IL CANONICO MANTIONE
Il canonico
Mantione è personaggio tuttora popolare: ci viene tramandato come uomo
coltissimo ma sbadato, grande mangiatore di olive come il padre Pirrone del
Gattopardo. Personalmente ci indispettisce per la faccenda della chiesa di
Santa Rosalia. V’è tutta una documentazione all’archivio vescovile di Agrigento
ove si parla della chiesa in questione. È fatiscente; si chiede e si ottiene
l’autorizzazione a venderla come “paglialora”. La comprano i voraci sacerdoti
Grillo; a venderla è proprio il Mantione. In cambio null’altro che un altare –
quale ancora sussiste – alla Matrice. E’ questa – a nostro avviso – una imperdonabile colpa del
canonico Mantione. Per mera grettezza economica ha lasciato che una
gloriosissima testimonianza religiosa di Racalmuto andasse irrimediabilmente perduta. Santa
Rosalia di Racalmuto non sarà stata la «prima chiesa
in honor di lei nel mezo della terra, che hoggi è servita dai Confrati del
Santissimo Sacramento (cfr. Cascini op. cit. pag. 15)», ma aveva un rilievo ed
una sacralità superiori allo stesso
interesse locale e se veramente il Mantione era uomo di cultura non doveva
permettere quello scempio. Era da
quattro anni arciprete di Racalmuto, con prebende, quindi, cospicue.
I mezzi occorrenti per sistemare un tetto o rafforzare un muro erano disponibilissimi.
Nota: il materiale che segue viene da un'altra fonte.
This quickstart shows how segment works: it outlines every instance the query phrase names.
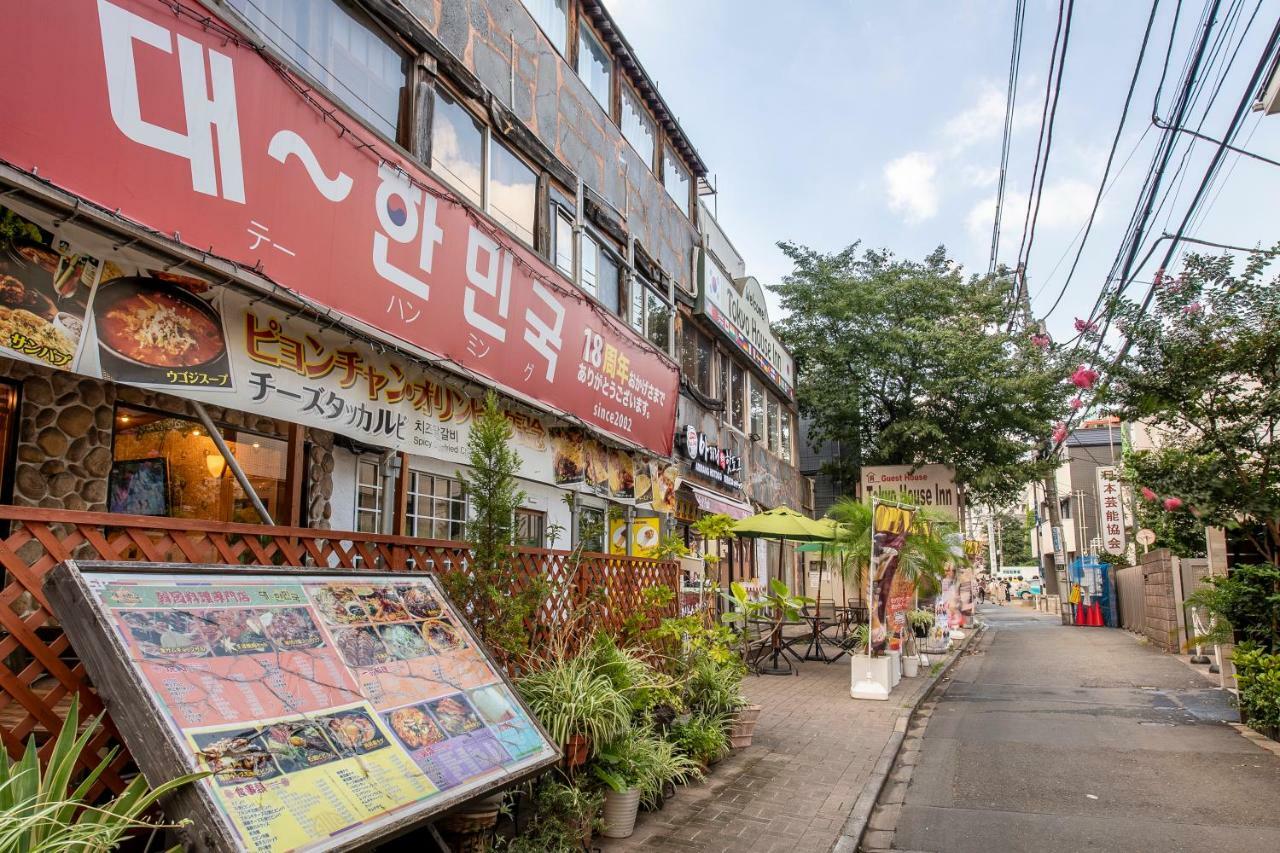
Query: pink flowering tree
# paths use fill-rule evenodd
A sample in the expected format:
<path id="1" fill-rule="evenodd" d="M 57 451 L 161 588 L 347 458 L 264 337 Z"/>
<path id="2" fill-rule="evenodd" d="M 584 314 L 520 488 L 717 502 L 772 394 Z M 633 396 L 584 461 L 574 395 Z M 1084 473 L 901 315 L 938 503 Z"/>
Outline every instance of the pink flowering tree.
<path id="1" fill-rule="evenodd" d="M 1133 481 L 1159 496 L 1143 502 L 1144 513 L 1184 529 L 1226 527 L 1280 566 L 1275 258 L 1275 251 L 1258 252 L 1238 265 L 1228 256 L 1192 255 L 1173 279 L 1177 286 L 1155 288 L 1145 312 L 1140 301 L 1115 303 L 1130 349 L 1106 371 L 1100 402 L 1165 436 L 1158 449 L 1127 459 Z M 1111 344 L 1103 353 L 1114 359 Z"/>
E’ un comportamento – quello dell’arciprete del tempo – che mi appare
incomprensibile. Un pozzo di scienza,
viene ritenuto. Ma la dimostrata insensibilità culturale (se non religiosa) verso la chiesetta di S. Rosalia o Rosaliella
gli riverbera una poco esaltante ombra.
A
voler sintetizzare, quella era un’antichissima chiesetta risalente, a seconda
delle varie versioni, al 1200 (Vetrano,
Acquisto) o al 1208 (Salerno) o al 1320-30 (Cascini, Asparacio, Morreale) o al 1400 (Pirri). Forse realisticamente
quella chiesa non esisteva prima del 1540 (epoca delle visite pastorali
agrigentine). Nel 1628, ad opera della Confraternita delle Anime del Purgatorio
venne riadatatta, o edificata (o riedificata); resistette sino al 3 giugno 1793 quando fu ceduta, appunto, al
sac. Salvadore Grillo; e ciò per un baratto: un altare con statua alla Matrice per una
chiesa da ridurre a stalla.
Santa
Rosalia non ha più casa a Racalmuto: è proprio la fine del Settecento.
Nell’epoca del romanticismo, i racalmutesi opteranno per Maria Santissima del
Monte di cui credono di avere una statua marmorea “miracolosissima”. Una saga
era stata inventata a metà del Settecento per la penna di un seminarista, don
Francesco Vinci, ritornato allo stato laicale ove l’attendeva un ruolo egemone
nell’amministrazione della cosa pubblica. Nel 1848, anche le autorità
ecclesiastiche derubricano come patrona S. Rosalia ed il suo posto è preso
dalla più romantica “imago Virginis Deiparae”, tutta di marmo, splendidamente
eretta sul Monte. Ai piedi l’erta scalinata per le “prumisioni” a dorso di muli
recalcitranti oppure racchiuse in pesanti sacchi, portati su a fatica sulla
testa di donne smunte o obese, a piedi scalzi, per devozione, triste ed
ancestrale. Immagini romantiche appunto, o – direbbe Sciascia – soffuse di un’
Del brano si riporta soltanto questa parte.